Setiap rel akan selalu menjadi saksi sejarah

Terhadap kereta kehidupan yang melintas di atasnya

Rabu, 21 Maret 2012

Sedikit Saja

Akhi-Ukhti tiada kata lain seindah “ukhuwah” yang patut kita dengungkan selama kita hidup dalam kebersamaan, beramal jama’i itu sebuah proses yang akan mendewasakan kita,,akankah jalan dakwah ini kan menjadi beban untuk kita? Ataukah kita merasa sendiri dalam jalan dakwah ini?ataukah kita merasa seperti mesin yang selalu di atur??tentu “tidak”,Allah senantiasa online menemani kita...adakah jalan ini begitu berat?tentu tidak..bagaimana dengan perjuangan Rasulullah?Bagaimana dengan perjuangan keluarga yasir??jika kita sudah merasa lelah hingga titik ini...

Menangis,Marah,Galau,Marah,Mutung...tafadhol mpun..tapi itu semua tidak akan menyelesaikan masalah yang ada. Semua itu butuh kelegowoan akhi-ukhti..Jangan pernah untuk menuntut orang lain untuk mengerti kita jika selama ini kita tidak pernah mau untuk mengerti orang lain..

Hidup berjamaah itu “indah”, qiyadah ana pernah bilang nih,”saya lebih suka pangsit,tapi saudara-saudara saya lebih ingin makan mie ayam,,jadi saya yang mngalah makan mie ayam..APA THOO YANG TIDAK KALAU BISA BERKUMPUL BERSAMA-SAMA..(apalagi mie ayam pangsit lebih enak,,hehe)!!

Akhi-ukhti jika kita menjalani dakwah ini hanya ala kadarnya maka hasilnya pun juga akan ala kadarnya,sudah sampai seberapa terkumpul sangu kita untuk menebus surga nantinya... Apakah kita akan meninggalkan generasi yang lemah setelah kita?? Padahal sudah jelas, kita dilarang meninggalkan generasi yang lemah. Allah SWT lah yang memerintahkannya.
Bertemu dengan orang-orang yang berbeda bukanlah suatu ALASAN UNTUK TIDAK BEKERJA DENGAN OPTIMAL...bahkan perbedaan itulah yang seharusnya peluang kita untuk saling mengisi apa yang kurang..Kalau kita sampai merasa pusing,puyeng,letih,lesu,lemah,lunglai maka semoga ALLAH mengganti dengan yang lebh baik..
Akhi-Ukhti mari kita perbaiki pola komunikasi kita, ketika kita ingin mewujudkan UM MADANI maka agenda yang seharunya kita bahas bukan lagi masalah ukhuwah atau tentang misskom,karena itu bekal dasar kita yang sudah bukan jamannya lagi untuk dibahas..JANGAN ADA DUSTA DIANTARA KITA!!sering2lah menemui saudara kita,sempatkan mengunjunginya dan jangan berharap antum akan dikunjungi saudara antum jika antuk tidak pernah mengunjungi saudara antum.

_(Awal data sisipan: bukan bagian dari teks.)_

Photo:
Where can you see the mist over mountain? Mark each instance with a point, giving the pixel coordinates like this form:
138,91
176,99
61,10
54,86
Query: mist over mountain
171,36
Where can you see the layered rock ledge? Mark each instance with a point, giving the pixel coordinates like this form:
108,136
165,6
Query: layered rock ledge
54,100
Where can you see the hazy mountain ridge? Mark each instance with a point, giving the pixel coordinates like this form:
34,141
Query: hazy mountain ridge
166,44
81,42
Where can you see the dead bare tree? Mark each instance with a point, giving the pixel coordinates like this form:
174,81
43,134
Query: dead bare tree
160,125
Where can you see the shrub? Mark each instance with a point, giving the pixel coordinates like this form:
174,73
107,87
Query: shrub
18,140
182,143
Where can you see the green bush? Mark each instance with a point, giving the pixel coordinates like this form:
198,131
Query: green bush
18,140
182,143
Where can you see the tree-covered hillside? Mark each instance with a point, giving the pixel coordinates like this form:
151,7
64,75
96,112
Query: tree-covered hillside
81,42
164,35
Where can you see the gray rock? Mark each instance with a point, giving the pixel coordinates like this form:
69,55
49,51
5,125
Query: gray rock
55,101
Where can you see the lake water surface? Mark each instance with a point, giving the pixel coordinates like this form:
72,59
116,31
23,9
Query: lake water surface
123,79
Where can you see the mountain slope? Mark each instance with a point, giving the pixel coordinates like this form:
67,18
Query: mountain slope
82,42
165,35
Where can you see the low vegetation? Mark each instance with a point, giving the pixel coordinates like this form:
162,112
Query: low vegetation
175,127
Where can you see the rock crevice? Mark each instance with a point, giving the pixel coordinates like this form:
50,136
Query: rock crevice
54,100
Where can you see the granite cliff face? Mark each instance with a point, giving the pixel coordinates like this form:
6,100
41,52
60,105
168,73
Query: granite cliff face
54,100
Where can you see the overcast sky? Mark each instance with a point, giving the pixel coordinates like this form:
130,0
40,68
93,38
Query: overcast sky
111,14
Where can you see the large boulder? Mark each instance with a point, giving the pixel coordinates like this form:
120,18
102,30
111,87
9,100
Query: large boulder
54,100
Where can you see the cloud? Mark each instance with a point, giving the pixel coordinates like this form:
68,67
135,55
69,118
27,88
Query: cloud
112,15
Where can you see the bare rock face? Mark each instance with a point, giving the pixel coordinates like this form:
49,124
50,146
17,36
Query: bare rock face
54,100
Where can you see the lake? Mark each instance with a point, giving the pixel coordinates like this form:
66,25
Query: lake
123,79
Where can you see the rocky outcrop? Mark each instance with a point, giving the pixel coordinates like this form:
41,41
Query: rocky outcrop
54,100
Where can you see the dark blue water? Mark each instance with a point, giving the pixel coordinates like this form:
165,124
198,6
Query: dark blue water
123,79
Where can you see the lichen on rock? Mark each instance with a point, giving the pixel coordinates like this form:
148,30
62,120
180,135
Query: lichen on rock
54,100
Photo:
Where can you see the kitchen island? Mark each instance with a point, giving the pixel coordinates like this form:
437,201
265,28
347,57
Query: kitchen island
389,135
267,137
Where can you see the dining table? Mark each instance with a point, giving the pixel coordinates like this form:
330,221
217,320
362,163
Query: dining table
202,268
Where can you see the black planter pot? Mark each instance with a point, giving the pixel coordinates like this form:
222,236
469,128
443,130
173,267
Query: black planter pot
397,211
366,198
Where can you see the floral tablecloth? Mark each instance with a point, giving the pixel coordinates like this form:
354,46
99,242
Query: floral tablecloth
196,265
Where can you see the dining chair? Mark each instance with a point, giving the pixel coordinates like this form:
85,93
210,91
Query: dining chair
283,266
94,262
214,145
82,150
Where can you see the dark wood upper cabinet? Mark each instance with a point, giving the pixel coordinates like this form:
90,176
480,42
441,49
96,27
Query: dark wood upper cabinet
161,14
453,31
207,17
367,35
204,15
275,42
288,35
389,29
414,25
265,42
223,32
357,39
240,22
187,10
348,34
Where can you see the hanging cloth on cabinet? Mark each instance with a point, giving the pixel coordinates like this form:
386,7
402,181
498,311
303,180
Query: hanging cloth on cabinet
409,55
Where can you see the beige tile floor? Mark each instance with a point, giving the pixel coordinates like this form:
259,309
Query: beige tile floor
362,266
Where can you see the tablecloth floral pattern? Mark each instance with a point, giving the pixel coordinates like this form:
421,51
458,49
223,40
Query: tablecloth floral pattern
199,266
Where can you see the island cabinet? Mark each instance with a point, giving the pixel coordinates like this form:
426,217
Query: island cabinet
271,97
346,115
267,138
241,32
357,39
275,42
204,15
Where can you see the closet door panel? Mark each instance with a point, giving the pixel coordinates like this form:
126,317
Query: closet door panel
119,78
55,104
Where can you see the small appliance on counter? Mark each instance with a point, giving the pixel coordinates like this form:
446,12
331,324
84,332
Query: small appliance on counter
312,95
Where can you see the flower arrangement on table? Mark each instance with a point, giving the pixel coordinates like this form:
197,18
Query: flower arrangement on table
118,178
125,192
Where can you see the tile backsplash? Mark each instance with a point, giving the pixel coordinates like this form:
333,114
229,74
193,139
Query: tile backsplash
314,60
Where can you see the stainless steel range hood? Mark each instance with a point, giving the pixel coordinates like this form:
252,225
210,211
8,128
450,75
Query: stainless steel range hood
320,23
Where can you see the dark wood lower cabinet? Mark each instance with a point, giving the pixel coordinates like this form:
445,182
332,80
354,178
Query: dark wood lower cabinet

Akhi-Ukhti ayolah mewujudkan suburnya rasa kekeluargaan di antara kita yang terkadang kita butuh dengan curhat-curhatannya.adakalanya saudara-saudara kita membutuhkan nuansa seorang kakak adik dalam makna yang sebenarnya dalam ikatan islam yang kekal.
Kakak yang memperhatikan kegiatan adik-adiknya dan adik yang memahami kakak-kakaknya,alangkah harmonis jika keluarga ini saling mengisi puzle-puzle yang masih kosong.

Pernah kita merasa tidak diperhatikan kakak-kakak kita,merindukan paling  tidak secuil kata ‘semangat’.Bukankah sebagai adik paham akan kesibukan kakak-kakaknya?yang kerja lah,yang ngelesi lah,yang PPL lah,yang agenda lah,yang belum lulus2lah (ehhh).ADIKKU,INGATKAN KAKAKMU INI YANG LALAI AKAN KEWAJIBANNYA UNTUK SEKEDAR MENYAPA ADIK-ADIKNYA.
tapi sebagai seorangadik juga jangan melupakan amanah-amanah yang telah diberikan dengan semaksimala mungkin. Meski sebagai adik merasa lelah, bingung, galau tugas kuliah galau syuro’ ini syuro’ itu,kepanitiaan ini-itu,tapi TENANG DAN BERSABARLAH SERTA YAKINLAH SUATU SAAT AKAN MUNCUL ALUNAN NADA-NADA INDAH YANG AKAN MENGHIASI PENGORBANAN SELAMA INI.